犯人はなんと鶴見教授。昨年、どーしても単位を落とせない磯子百合は教授と直談判し良からぬ取引をした。そして今年、またしても鶴見教授の単位を落としそうになり再び教授に直談判をしに行った。しかし磯子百合の切ったカードが良くなかった。昨年の取引をバラされたくなければ単位を認めよ、と教授に圧をかけたのだ。バラされてダメージが大きいのは地位があり立場的に優位な教授の方だ。急に自分の立場の危険を感じ、口封じの為に今回の事件に及んだ、という事らしい。
「なんか後味の悪い結末だね」
と僕は大森珈琲のカウンター席で汐入に呟く。
「そうだな。被害者には同情するが、完全な悪、完全な正義なんてないからな。それぞれに正義はあって、法的、道義的にどっちに寄り添えるかってのが結局のところ正義になるからな」
そうだね、と相槌を打つ。幸い、磯子百合の意識は戻り少しずつ回復しているらしい。
「ところで、聞いて欲しい話があるんだが、場所を変えて珈琲はいかが?」
と汐入はピクニックバッグをグイッと持ち上げ僕に見せる。
「今度は何に巻き込むつもりなんだ」
と、皮肉を込めて聞く。
「なっ、何を言っている!お礼だ。単なるお礼だよ!決して次のクライアントの話しなどしない!」
嘘が下手だなぁ、汐入は。またしても僕は暗澹たる気持ちになった。
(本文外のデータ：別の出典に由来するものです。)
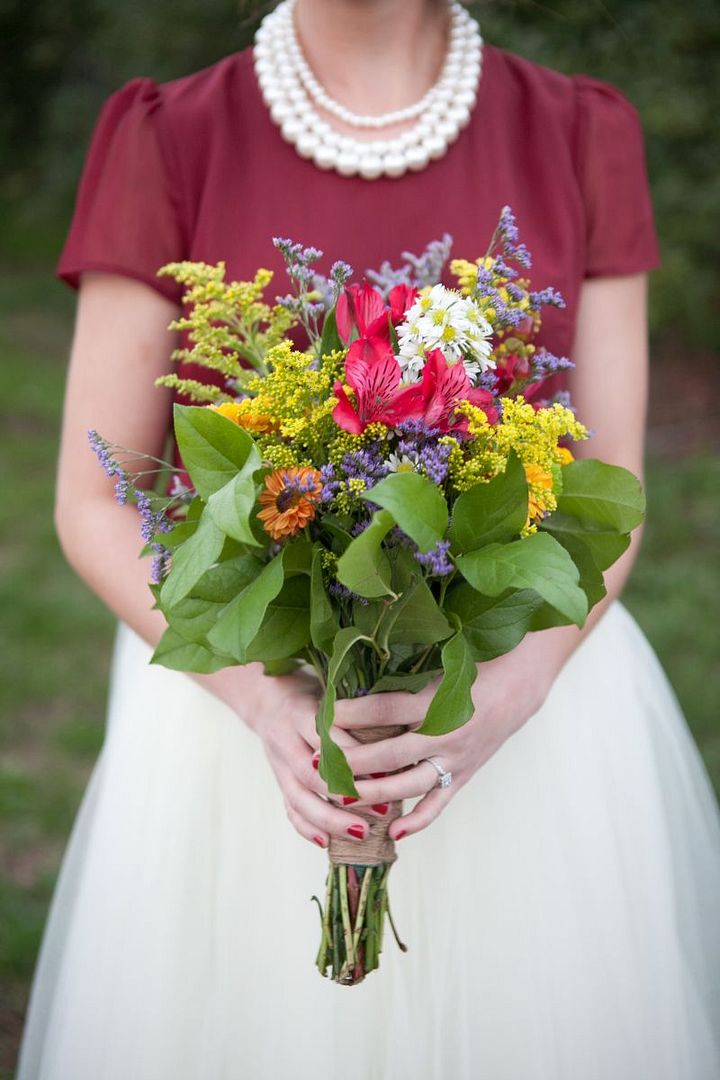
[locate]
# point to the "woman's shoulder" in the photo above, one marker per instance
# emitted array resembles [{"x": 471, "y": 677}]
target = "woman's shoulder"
[
  {"x": 538, "y": 88},
  {"x": 189, "y": 105}
]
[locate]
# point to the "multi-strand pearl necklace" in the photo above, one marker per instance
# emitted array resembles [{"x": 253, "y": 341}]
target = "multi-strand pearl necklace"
[{"x": 291, "y": 92}]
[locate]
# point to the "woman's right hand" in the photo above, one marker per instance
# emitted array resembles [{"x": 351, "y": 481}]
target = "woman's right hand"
[{"x": 284, "y": 718}]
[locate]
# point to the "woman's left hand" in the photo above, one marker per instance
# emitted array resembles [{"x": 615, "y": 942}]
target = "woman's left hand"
[{"x": 505, "y": 697}]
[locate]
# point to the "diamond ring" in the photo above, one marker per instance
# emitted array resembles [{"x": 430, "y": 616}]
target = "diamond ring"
[{"x": 444, "y": 778}]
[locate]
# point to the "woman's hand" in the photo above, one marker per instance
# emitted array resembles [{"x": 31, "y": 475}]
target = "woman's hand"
[
  {"x": 284, "y": 718},
  {"x": 506, "y": 693}
]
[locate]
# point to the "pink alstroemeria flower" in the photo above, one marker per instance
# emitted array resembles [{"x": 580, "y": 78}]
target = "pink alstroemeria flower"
[
  {"x": 374, "y": 374},
  {"x": 362, "y": 308},
  {"x": 436, "y": 397}
]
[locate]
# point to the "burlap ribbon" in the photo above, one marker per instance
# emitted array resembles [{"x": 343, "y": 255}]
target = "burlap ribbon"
[{"x": 377, "y": 848}]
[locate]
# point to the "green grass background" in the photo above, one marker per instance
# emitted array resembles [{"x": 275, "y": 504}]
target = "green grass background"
[{"x": 57, "y": 636}]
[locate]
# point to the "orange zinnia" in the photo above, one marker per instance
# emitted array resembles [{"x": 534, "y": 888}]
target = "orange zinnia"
[{"x": 289, "y": 500}]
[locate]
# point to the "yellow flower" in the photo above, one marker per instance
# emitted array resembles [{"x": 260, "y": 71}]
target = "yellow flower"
[{"x": 229, "y": 409}]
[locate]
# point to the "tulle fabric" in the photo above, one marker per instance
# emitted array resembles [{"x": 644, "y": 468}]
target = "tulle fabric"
[{"x": 561, "y": 914}]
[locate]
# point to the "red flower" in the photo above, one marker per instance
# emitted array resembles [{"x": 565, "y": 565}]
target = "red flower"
[
  {"x": 399, "y": 299},
  {"x": 374, "y": 374},
  {"x": 511, "y": 368},
  {"x": 362, "y": 308},
  {"x": 435, "y": 399}
]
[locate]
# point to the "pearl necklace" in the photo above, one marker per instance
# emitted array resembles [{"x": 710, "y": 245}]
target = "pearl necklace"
[{"x": 289, "y": 89}]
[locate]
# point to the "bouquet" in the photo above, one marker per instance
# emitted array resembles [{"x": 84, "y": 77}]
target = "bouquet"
[{"x": 375, "y": 485}]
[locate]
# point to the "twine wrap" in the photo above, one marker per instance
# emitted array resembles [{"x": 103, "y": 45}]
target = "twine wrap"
[{"x": 377, "y": 849}]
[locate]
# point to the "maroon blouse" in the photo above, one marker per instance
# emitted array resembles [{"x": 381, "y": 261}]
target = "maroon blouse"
[{"x": 194, "y": 169}]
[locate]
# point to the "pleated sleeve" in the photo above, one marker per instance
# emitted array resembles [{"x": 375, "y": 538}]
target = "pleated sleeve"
[
  {"x": 610, "y": 161},
  {"x": 127, "y": 215}
]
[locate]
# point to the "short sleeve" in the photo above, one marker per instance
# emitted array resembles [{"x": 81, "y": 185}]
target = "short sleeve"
[
  {"x": 126, "y": 215},
  {"x": 610, "y": 161}
]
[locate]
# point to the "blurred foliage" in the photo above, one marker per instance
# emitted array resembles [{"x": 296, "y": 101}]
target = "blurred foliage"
[{"x": 59, "y": 62}]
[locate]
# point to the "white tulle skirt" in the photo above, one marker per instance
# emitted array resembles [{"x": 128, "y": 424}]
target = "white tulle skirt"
[{"x": 561, "y": 915}]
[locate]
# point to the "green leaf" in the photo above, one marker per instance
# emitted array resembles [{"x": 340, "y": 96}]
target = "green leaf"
[
  {"x": 298, "y": 556},
  {"x": 190, "y": 561},
  {"x": 240, "y": 621},
  {"x": 493, "y": 624},
  {"x": 285, "y": 629},
  {"x": 607, "y": 496},
  {"x": 416, "y": 503},
  {"x": 606, "y": 548},
  {"x": 452, "y": 704},
  {"x": 415, "y": 619},
  {"x": 410, "y": 682},
  {"x": 213, "y": 448},
  {"x": 591, "y": 582},
  {"x": 364, "y": 567},
  {"x": 323, "y": 618},
  {"x": 195, "y": 616},
  {"x": 491, "y": 513},
  {"x": 330, "y": 339},
  {"x": 539, "y": 562},
  {"x": 334, "y": 766},
  {"x": 233, "y": 504},
  {"x": 174, "y": 651}
]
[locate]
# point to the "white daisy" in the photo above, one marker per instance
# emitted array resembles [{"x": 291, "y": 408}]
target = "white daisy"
[{"x": 444, "y": 319}]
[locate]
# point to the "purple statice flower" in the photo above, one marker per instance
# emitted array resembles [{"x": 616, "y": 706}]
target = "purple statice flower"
[
  {"x": 160, "y": 563},
  {"x": 366, "y": 464},
  {"x": 507, "y": 237},
  {"x": 421, "y": 446},
  {"x": 545, "y": 363},
  {"x": 543, "y": 296},
  {"x": 330, "y": 484},
  {"x": 436, "y": 559},
  {"x": 151, "y": 521},
  {"x": 103, "y": 450}
]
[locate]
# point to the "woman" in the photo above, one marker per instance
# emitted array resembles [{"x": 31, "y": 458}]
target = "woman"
[{"x": 560, "y": 912}]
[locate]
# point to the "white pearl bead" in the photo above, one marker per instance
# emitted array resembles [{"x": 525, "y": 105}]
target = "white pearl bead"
[
  {"x": 281, "y": 111},
  {"x": 370, "y": 166},
  {"x": 394, "y": 164},
  {"x": 291, "y": 130},
  {"x": 325, "y": 157},
  {"x": 291, "y": 93},
  {"x": 417, "y": 158},
  {"x": 459, "y": 115},
  {"x": 465, "y": 97},
  {"x": 435, "y": 146},
  {"x": 348, "y": 163},
  {"x": 307, "y": 144}
]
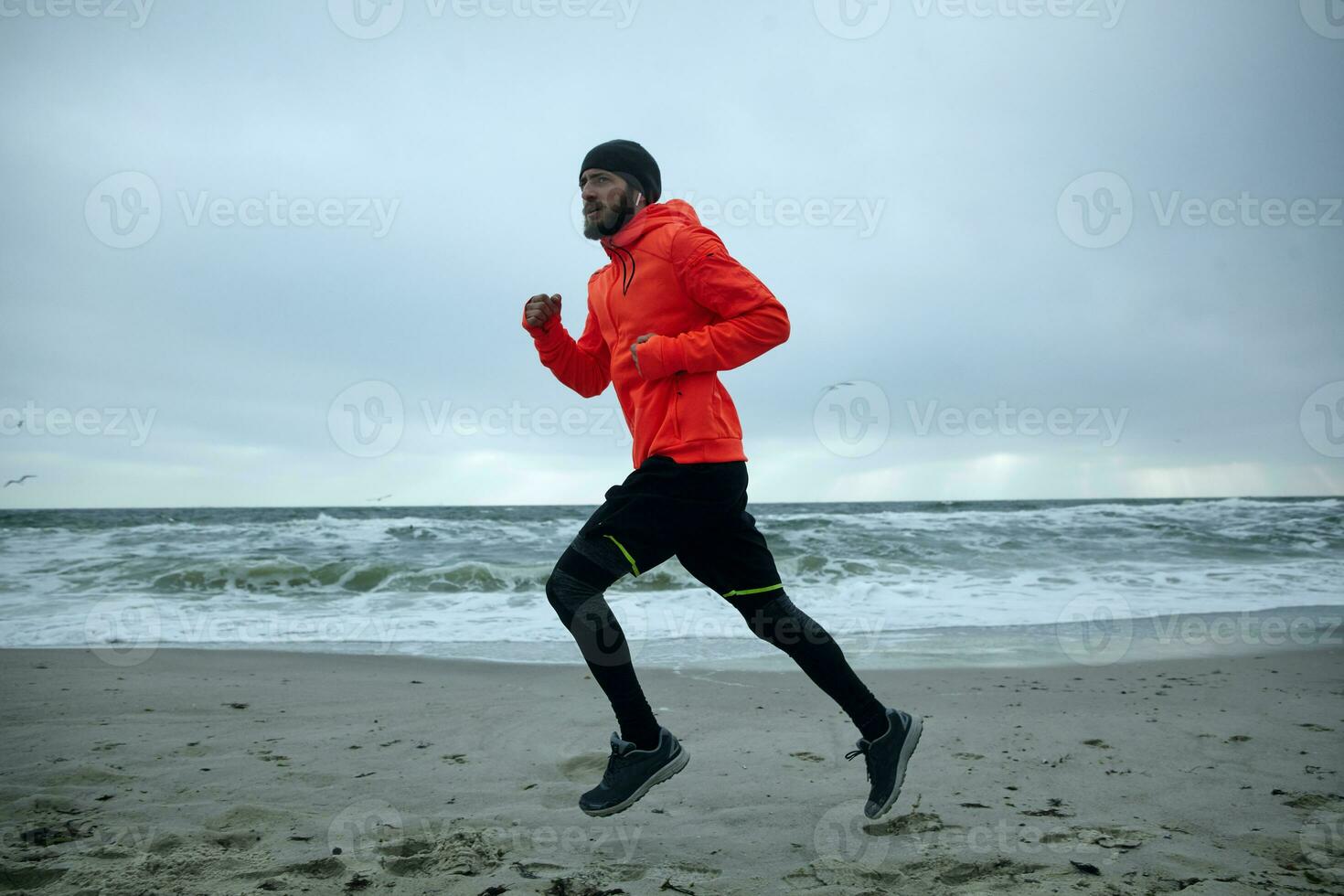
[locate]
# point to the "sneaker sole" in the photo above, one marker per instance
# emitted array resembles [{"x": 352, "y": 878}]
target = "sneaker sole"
[
  {"x": 902, "y": 761},
  {"x": 674, "y": 766}
]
だが汐入と体験する謎解きは嫌いではない。
「やれやれだ。何処へなりともお供するよ」
(終わり)
短編をシリーズとして掲載しています。一話だけ読んでもわかる様に一話完結としています。シリーズを通じての大きな流れや人間関係が読み取りにくい点があるかもしれません。ご容赦下さい。